My role has changed many times while being a part of this team. My role has been super fan, counselor, cook, photographer, the coach’s cheerleader, friend, and the occasional treat bag giver. My outlook has also changed. I.Love.Greenville. I love the 7000 people, I love that we now have 2 stop lights. I love online shopping at Target.

I love my team. Every year our team changes and every year my role changes. Every year I think about how I told God that we would answer what we felt was His call as long as it fit into my 5-year plan. God has a way of showing me that I am not in control. First He starts by making me love a small town and all it has to offer. Then He gives us twin boys when we think we need a girl, and currently, he is showing me that although roles change all roles are very important.

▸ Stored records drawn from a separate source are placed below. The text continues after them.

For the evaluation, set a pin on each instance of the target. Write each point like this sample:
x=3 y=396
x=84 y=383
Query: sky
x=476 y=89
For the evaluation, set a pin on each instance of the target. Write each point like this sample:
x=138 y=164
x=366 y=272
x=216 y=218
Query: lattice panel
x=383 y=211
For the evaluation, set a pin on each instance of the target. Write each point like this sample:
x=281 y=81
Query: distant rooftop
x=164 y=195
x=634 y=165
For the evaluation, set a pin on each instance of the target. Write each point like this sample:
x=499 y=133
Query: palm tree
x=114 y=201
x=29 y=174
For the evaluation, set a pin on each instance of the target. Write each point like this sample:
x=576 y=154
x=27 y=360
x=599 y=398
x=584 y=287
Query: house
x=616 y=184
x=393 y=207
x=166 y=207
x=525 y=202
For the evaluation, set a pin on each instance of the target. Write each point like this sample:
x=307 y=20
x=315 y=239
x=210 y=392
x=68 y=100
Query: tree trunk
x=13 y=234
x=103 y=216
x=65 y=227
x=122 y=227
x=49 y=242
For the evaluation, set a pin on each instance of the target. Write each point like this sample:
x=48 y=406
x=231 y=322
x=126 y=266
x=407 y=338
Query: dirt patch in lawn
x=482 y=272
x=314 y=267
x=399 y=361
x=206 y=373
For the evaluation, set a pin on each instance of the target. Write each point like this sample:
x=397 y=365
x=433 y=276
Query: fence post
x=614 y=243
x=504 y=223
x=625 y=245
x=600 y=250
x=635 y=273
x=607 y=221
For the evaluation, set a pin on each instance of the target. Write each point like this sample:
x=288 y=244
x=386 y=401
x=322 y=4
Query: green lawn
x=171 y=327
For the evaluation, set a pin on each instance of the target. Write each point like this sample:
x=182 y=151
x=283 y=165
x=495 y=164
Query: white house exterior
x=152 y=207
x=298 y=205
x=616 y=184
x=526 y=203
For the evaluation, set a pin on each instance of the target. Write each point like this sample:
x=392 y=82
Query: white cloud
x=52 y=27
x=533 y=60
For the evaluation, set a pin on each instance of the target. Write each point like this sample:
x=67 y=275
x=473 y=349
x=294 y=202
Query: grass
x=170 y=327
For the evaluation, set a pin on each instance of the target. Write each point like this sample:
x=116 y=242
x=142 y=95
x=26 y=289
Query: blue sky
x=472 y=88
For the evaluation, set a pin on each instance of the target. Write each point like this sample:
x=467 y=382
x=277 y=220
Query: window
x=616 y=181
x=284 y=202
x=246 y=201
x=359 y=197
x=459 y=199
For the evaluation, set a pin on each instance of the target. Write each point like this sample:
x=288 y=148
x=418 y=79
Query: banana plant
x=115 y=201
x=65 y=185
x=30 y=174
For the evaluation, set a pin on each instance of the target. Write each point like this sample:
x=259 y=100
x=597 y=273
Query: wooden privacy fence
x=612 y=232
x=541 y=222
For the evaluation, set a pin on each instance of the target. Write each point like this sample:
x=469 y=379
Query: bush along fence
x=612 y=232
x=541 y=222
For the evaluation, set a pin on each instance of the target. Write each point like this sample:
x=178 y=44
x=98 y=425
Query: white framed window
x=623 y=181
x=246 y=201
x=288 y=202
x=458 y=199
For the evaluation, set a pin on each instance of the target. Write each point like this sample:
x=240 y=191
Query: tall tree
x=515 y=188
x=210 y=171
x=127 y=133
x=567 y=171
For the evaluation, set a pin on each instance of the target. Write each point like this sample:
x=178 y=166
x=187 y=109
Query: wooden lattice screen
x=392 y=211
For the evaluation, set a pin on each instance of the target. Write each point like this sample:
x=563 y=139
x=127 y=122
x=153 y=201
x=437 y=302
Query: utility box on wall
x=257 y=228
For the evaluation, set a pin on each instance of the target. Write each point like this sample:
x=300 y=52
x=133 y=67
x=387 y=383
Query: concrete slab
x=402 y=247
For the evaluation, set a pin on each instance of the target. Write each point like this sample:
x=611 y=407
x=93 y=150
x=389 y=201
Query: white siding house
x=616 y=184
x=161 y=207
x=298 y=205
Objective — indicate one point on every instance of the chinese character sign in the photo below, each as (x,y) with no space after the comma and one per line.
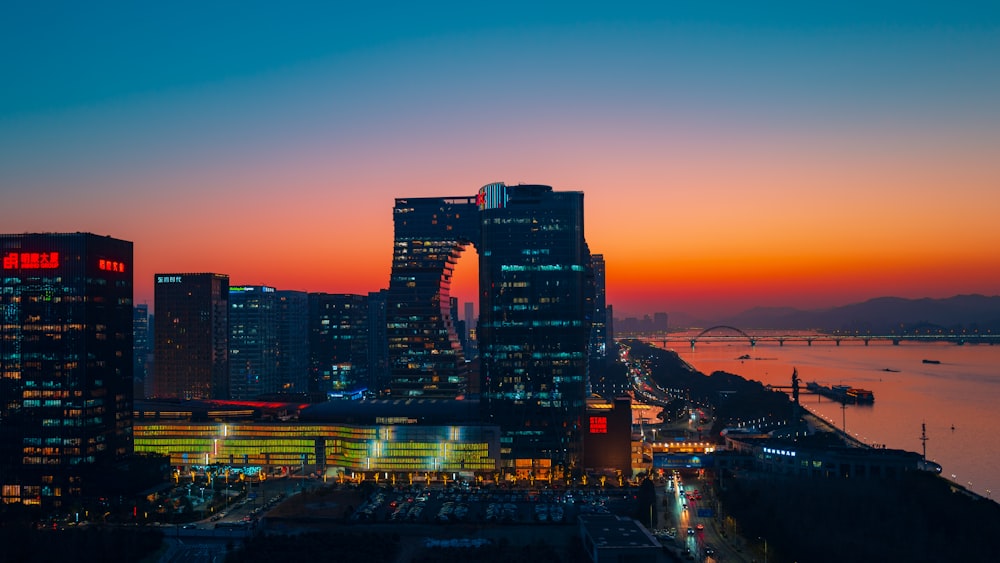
(31,260)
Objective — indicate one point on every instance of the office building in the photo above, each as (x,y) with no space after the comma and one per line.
(425,355)
(293,341)
(599,327)
(378,344)
(66,360)
(536,303)
(141,350)
(253,341)
(338,344)
(191,336)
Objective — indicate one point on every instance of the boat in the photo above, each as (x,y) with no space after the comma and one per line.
(843,393)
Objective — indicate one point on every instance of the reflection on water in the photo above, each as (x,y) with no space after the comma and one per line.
(955,398)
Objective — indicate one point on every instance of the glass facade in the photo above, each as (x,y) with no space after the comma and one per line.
(338,343)
(425,355)
(66,362)
(191,335)
(253,341)
(293,341)
(536,302)
(350,448)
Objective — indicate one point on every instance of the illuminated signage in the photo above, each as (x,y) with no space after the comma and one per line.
(111,265)
(598,425)
(492,196)
(31,260)
(250,289)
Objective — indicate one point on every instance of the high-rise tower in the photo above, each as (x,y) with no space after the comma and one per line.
(536,303)
(253,341)
(425,357)
(65,363)
(191,335)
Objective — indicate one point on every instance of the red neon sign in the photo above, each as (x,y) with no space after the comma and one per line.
(111,265)
(31,260)
(598,425)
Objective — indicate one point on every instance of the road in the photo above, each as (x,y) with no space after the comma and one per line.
(685,511)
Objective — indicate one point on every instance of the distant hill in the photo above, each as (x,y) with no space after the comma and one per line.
(968,312)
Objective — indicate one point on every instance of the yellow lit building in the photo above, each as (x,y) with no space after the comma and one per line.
(342,437)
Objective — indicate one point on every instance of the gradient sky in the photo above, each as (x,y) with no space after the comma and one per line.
(733,154)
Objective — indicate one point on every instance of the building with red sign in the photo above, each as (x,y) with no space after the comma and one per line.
(65,363)
(191,336)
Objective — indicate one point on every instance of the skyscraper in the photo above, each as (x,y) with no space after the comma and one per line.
(191,325)
(425,357)
(253,341)
(293,341)
(378,343)
(338,343)
(140,343)
(599,329)
(536,302)
(65,363)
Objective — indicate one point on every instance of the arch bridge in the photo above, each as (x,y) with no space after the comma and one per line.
(740,333)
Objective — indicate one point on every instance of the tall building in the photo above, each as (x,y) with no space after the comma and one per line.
(66,363)
(253,341)
(378,344)
(191,335)
(536,303)
(141,349)
(293,341)
(425,356)
(338,344)
(599,328)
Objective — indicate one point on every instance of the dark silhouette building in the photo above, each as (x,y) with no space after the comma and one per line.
(293,341)
(425,356)
(66,359)
(338,344)
(141,350)
(536,301)
(253,341)
(536,306)
(191,325)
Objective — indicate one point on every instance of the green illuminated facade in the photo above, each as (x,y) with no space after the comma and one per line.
(394,448)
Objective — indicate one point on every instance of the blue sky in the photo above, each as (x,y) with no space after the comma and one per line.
(128,118)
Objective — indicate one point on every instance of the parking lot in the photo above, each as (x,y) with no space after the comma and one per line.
(456,504)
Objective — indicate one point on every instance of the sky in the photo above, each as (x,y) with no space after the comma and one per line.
(732,154)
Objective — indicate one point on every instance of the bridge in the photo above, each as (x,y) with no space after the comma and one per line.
(726,333)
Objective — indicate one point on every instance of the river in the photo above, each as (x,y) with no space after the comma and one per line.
(957,399)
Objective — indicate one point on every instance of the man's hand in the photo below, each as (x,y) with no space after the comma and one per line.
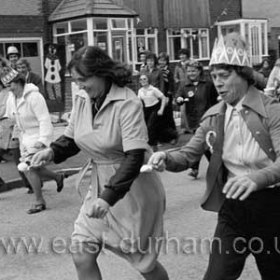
(39,145)
(157,160)
(98,209)
(239,187)
(180,100)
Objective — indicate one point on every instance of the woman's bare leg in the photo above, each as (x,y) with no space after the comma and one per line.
(158,273)
(35,182)
(86,262)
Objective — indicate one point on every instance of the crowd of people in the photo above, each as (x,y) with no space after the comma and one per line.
(232,122)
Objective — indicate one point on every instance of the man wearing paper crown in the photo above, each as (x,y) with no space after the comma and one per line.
(243,133)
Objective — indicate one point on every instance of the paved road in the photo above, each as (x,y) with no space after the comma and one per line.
(185,225)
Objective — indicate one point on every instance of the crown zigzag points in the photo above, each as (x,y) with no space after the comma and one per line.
(230,50)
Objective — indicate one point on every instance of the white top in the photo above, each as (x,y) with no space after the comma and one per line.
(241,152)
(150,95)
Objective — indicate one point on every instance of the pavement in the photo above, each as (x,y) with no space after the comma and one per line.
(11,179)
(37,246)
(10,175)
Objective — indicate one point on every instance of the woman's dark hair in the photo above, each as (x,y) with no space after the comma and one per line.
(243,71)
(3,62)
(165,56)
(152,56)
(25,62)
(92,61)
(184,51)
(147,76)
(1,84)
(19,79)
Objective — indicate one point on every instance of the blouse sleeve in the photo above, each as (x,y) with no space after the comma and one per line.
(133,127)
(63,148)
(120,183)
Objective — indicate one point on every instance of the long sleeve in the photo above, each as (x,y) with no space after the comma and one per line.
(63,148)
(120,183)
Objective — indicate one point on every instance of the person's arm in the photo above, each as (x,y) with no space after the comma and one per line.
(120,183)
(270,175)
(63,148)
(134,142)
(162,99)
(39,107)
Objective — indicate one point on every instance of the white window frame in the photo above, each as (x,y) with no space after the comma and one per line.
(146,36)
(110,29)
(195,33)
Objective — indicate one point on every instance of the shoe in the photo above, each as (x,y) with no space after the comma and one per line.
(60,183)
(30,190)
(174,141)
(194,173)
(37,208)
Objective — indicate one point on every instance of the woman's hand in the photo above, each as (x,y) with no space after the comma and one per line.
(180,100)
(239,187)
(157,161)
(39,145)
(41,157)
(98,209)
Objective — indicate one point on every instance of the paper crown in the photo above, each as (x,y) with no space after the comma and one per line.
(9,76)
(230,50)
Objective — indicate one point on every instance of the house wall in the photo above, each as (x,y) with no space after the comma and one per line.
(222,10)
(21,26)
(269,10)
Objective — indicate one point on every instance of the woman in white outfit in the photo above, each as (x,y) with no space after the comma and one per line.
(27,107)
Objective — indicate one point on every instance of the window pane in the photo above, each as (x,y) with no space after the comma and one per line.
(140,31)
(151,31)
(77,41)
(195,41)
(140,41)
(2,50)
(100,23)
(263,39)
(174,47)
(152,45)
(230,28)
(30,49)
(61,27)
(204,47)
(17,45)
(61,40)
(118,23)
(174,32)
(100,40)
(78,25)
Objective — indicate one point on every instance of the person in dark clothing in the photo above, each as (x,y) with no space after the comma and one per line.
(170,133)
(198,95)
(242,132)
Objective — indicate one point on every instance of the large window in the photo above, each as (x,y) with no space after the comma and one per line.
(146,39)
(196,40)
(26,49)
(110,34)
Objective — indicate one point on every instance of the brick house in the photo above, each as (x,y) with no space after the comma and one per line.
(269,10)
(121,27)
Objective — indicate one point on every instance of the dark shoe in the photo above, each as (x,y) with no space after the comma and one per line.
(60,183)
(194,173)
(30,190)
(37,208)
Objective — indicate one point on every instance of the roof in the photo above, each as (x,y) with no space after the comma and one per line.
(69,9)
(21,7)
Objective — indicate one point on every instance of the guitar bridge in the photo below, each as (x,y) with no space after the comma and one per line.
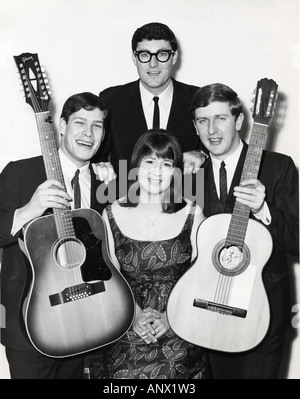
(76,292)
(220,308)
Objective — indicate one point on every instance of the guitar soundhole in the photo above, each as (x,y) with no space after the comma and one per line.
(230,261)
(69,253)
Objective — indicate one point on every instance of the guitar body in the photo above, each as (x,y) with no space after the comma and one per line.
(74,304)
(219,308)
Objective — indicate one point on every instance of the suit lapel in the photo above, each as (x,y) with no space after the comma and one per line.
(230,201)
(178,103)
(134,108)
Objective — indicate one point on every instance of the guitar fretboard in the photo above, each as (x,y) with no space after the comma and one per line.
(62,217)
(240,216)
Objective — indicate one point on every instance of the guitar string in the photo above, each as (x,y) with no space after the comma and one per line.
(253,158)
(47,146)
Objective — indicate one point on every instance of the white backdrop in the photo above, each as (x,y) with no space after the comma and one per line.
(85,45)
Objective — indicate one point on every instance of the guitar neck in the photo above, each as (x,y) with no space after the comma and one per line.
(63,218)
(240,216)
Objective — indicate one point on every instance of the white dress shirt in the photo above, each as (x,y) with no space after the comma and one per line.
(231,164)
(164,103)
(69,169)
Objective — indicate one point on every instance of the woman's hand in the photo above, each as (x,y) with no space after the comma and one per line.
(142,324)
(160,325)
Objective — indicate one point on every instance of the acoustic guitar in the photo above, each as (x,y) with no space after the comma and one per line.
(78,300)
(220,303)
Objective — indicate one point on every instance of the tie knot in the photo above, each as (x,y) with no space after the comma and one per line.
(75,178)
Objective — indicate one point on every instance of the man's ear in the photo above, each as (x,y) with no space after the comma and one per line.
(62,126)
(175,57)
(195,127)
(133,58)
(239,121)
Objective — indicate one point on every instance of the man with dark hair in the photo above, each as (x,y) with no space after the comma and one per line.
(25,194)
(156,100)
(273,201)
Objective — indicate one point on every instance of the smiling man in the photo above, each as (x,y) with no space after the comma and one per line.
(25,194)
(155,55)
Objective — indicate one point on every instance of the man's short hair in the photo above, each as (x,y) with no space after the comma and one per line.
(216,92)
(154,31)
(86,100)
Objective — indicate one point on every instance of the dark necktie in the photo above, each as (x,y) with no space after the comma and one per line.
(76,188)
(223,184)
(155,124)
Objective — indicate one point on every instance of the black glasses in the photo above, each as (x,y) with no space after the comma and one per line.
(161,56)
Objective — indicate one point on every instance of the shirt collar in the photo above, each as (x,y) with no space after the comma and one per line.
(232,160)
(68,167)
(164,97)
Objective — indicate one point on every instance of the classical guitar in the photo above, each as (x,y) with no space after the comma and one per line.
(220,303)
(77,300)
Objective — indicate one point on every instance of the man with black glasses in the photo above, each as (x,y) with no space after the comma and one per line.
(155,100)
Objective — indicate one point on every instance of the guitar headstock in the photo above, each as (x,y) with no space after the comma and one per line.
(33,81)
(265,101)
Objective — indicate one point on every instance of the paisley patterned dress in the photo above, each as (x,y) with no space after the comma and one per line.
(151,269)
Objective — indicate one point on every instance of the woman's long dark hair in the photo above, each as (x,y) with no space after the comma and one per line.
(163,144)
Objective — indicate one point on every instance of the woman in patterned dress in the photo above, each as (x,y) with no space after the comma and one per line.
(152,236)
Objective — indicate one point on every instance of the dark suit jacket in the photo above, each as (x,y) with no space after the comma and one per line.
(280,177)
(127,121)
(18,181)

I hear Tommy talk about the different roles on the team and how all roles are valuable and necessary. This year his pre-season talk really made an impact on me and how my role isn’t what I intended it to be when we first came here, but my role is still valuable. Someday I will be able to go to every away game again, I will be able to take pictures, get to know the girls personally, and fill my desired role. In the mean time I will continue to thank God for placing us here. Placing us with an amazing team year after year and showing me once again that it is in His time and not mine.
And as for 5 years….ahh, who’s counting?